Columbia Games Corpus » Orthographic Transcription Guidelines
« Back to the main page
1. Getting started
- Go to the File Locking page.
- Check that no task for the wav file you want to transcribe has "in progress" status, and
that no person has been assigned to it.
If these conditions are not met, do not work on this file.
- Click "EDIT" in the "Orthographic Transcription" task of the wav file you want to transcribe.
- On the next screen, change the status of the wav file to "in progress",
and enter your name.
- The status labels for all of the "Orthographic Transcription" tasks are links.
Clicking on one of the links brings you to a web interface to transcribe
that file.
- The files are broken up into segments (by splitting on silences). For each
segment, you should --fingers crossed, etc.-- see an audio player in your
browser and a text box to enter the transcription of that particular short
segment.
2. Transcription guidelines
- Mark silences with the special # symbol.
- Some of the segments will be nothing but breathing, crosstalk,
etc., in which case you should just enter a single # for the
transcription.
Punctuation/Symbols
The only
punctuation marks allowed are apostrophes which are used to
indicate absent letters in a contraction (with no
spaces), such as don’t.
There are no
periods (.) or commas (,). If you hear saint or street type it that
way, do not abbreviate.
Do not use dashes
except to indicate false starts (e.g. p- papa). For example, mother
in law would be 3 separate words.
Do not use apostrophes to mark possessives. For example,
John's car would be Johns car.
Capital Letters
There are five instances in which capital letters are to be used:
- The personal pronoun “I”
- Anything that is spelled, such at “A T and T”, "S M I T H", "A
O L"; make sure to leave a space between each capital letter to
indicate the letter itself was said.
- Proper nouns and adjectives, for example:
- names of places (cities, states, rivers, etc.): Florham Park, New
Jersey, New England, the United States, Mississippi River, Rocky
Mountains, Death Valley, East Tennessee, the South, Main Street,
River Road, Mountain Avenue; if they say University Ave type it just
that way, don't expand Ave to Avenue
- names of companies: Charlie Browns, Texaco, American Express
- names of people: Ann, Jim Jones, Walt, Honey and Hon (not dear and darling)

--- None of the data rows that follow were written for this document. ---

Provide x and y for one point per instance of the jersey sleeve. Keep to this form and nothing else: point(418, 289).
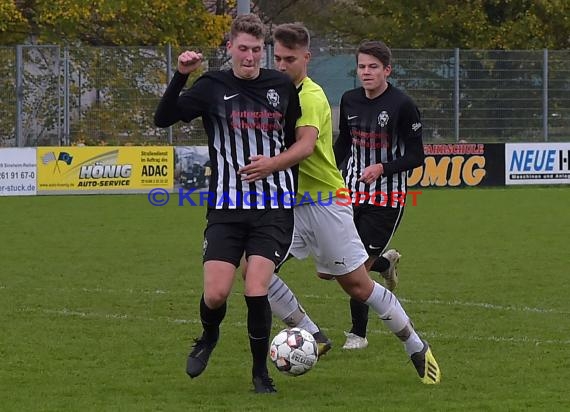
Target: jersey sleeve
point(343, 141)
point(167, 112)
point(410, 131)
point(313, 107)
point(292, 114)
point(195, 101)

- names of groups: Senate, Congress
- months of the year, days of the week: December, Thursday
- God and words for God: God, Lord, Allah, Buddha
- holidays: Thanksgiving, Christmas, New Years Day, New Years Eve, Easter
- Letters in isolation you capitalize, J T Jones, A M (as in the time of day)
- False start if know word intended (Aug- August; note that each is aligned as for a word)
Examples of times when letter(s) should not be capitalized:
- The first word of
the transcription should not be capitalized, even if it is the start
of a sentence, unless it falls under one of the rules for
capitalization listed above.
- The first word of
any sentence should not be capitalized, unless it falls under one of
the rules for capitalization listed above.
- noon, midnight
Titles
Spell out all words:
mister, doctor, junior, miss, misses, miz (for Ms.), monsignor,
father.
Shortened Words
When words are
shortened by the speaker, there are times we add letters to make them
correct words, for example:
tryin → trying
an → and
cause → because
til → till
cuse → excuse
ok → okay
mm'kay → okay
na → no
'bout → about
'em → them
The following words, however, should be transcribed as indicated:
Disfluencies
Filled pauses are
non-speech vocalizations. They are transcribed as uh, um, er, ah,
mm, eh and sometimes oh, in the orthographic tier. They can also be
combined to include uhhm, uhhuh, mmhm.
False starts,
whether they are repaired or not, are indicated as such with a
hyphen. These occur when the speaker stops in the middle of a word
and either substitutes another word or continues with the same word.
If the incomplete word is not known, indicate so with '?-'.
Examples:
- “I wanna call nine 0o two sev- nine four nine 0o six hundred”
- “hi I want to make a ph- phone call”
- “directory assistance ple- ”
- “it is below the ?- blue lion”
Digit Rules
All numbers are to be typed out as words:
- one eight hundred, two forty five Eighth Street, three o’clock
- four A M, December fifth
The number 0 said as “oh” is typed as 0o (the number zero
followed by a lower case letter o).
Unintelligible Speech
- When you do not have a clue as to what is being said, use 'uu' in
the words tier.
- When you are not sure about a word, but have an idea of what is being said,
add '?' after the word. Example: "the big blue? lion".
- When you do not know if the speaker did a false start or not, use '-?' (do
not confuse with '?-', see Disfluencies above).